COMPARISON OF PRE- AND POST-DAM ATTRIBUTES OF THE RESERVOIR REACH OF THE SANDY RIVER FOLLOWING REMOVAL OF OREGON'S MARMOT DAM
Comparison of pre-dam and post-dam-removal spatial data was used to assess how close post-removal reservoir geometry is to the pre-dam state. Attempts to establish pre-dam conditions in the reservoir reach, a high-gradient (0.0056 m/m) active channel (30 to 70 m wide) were made by digitizing and georeferencing a 1911 topographic map provided by Portland General Electric. The map extends ~1 km upstream of the dam site, covering approximately one-third of the reservoir reach. Channel gradients following dam removal, based on linear fits to a time series of surveyed longitudinal water-surface profiles through the reservoir and channel immediately downstream, range from 0.01 on 5 November 2007 to 0.0065 on 21 January 2009, approaching a pre-dam gradient of 0.0056. Concurrently, channel widths in the reservoir increased. One site 500 m above the dam shows an increase of 59 m to a total width of almost 70 m, approaching that of its pre-dam form.

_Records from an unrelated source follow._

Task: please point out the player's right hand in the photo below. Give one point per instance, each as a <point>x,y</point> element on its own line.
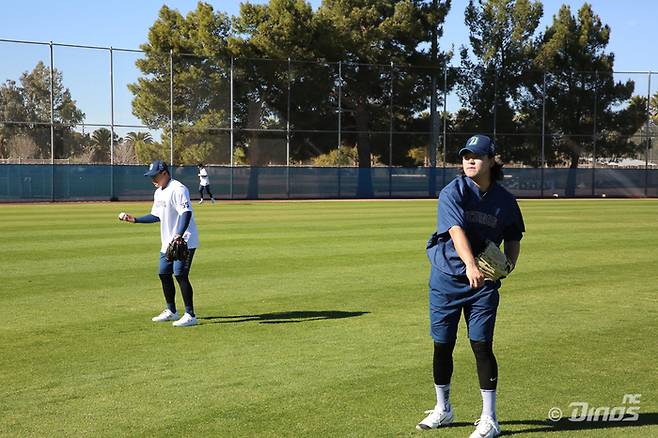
<point>475,276</point>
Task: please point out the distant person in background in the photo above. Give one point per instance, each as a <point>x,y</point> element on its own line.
<point>204,183</point>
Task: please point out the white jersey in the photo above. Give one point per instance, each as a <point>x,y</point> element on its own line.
<point>168,204</point>
<point>203,177</point>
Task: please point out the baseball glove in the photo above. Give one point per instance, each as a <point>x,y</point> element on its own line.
<point>177,250</point>
<point>493,263</point>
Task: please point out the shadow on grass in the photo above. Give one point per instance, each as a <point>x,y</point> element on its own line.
<point>565,425</point>
<point>282,317</point>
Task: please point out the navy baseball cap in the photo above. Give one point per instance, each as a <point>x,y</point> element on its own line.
<point>156,167</point>
<point>479,145</point>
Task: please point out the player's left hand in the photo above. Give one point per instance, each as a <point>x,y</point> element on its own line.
<point>475,276</point>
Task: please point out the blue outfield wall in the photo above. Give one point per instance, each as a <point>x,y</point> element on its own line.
<point>66,182</point>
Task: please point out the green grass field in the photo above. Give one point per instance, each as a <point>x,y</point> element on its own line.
<point>315,322</point>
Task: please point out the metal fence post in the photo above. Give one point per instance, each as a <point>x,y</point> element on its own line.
<point>390,138</point>
<point>288,135</point>
<point>232,138</point>
<point>594,134</point>
<point>648,137</point>
<point>445,120</point>
<point>340,116</point>
<point>52,122</point>
<point>111,125</point>
<point>543,135</point>
<point>171,107</point>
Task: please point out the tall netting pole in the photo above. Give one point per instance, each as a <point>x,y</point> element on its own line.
<point>647,137</point>
<point>232,136</point>
<point>390,137</point>
<point>288,134</point>
<point>543,136</point>
<point>171,107</point>
<point>52,122</point>
<point>111,125</point>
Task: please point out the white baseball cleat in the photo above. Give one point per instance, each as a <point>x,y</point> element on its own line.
<point>166,315</point>
<point>435,419</point>
<point>487,427</point>
<point>186,321</point>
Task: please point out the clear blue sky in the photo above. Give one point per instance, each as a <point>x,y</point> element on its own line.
<point>125,24</point>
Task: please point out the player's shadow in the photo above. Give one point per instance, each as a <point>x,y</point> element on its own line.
<point>283,317</point>
<point>564,425</point>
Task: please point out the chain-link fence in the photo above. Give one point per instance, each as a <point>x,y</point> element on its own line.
<point>75,121</point>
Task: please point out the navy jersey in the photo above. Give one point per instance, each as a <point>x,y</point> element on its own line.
<point>494,216</point>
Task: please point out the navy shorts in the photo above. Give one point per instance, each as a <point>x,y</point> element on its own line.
<point>450,296</point>
<point>177,267</point>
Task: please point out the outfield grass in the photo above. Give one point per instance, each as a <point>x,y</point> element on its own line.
<point>315,322</point>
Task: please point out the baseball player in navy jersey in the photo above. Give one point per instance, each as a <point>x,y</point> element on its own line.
<point>473,210</point>
<point>173,209</point>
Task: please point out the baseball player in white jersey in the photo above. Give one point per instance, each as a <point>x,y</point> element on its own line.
<point>204,183</point>
<point>172,208</point>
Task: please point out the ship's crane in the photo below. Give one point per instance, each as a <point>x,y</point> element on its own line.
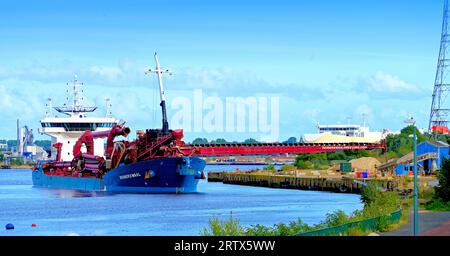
<point>165,143</point>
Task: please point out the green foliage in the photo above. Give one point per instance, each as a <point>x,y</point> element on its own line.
<point>401,144</point>
<point>16,162</point>
<point>443,189</point>
<point>287,167</point>
<point>377,205</point>
<point>198,141</point>
<point>291,140</point>
<point>369,193</point>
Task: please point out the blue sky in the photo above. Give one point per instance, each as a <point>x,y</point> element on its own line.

Rates of change within the reservoir reach slowed within the months following dam removal, and now large events (up to 5-yr recurrence interval flows) produce relatively little morphologic change. Present channel stability within the reservoir reach will likely persist until flows sufficiently large to overcome channel bed resistance occur. Continued examination of time-lapse photography and topographic surveys along with investigations of grain-size distribution will refine rates of reservoir response and provide a clearer understanding of how changing bed-material grain size influenced rates of channel stability.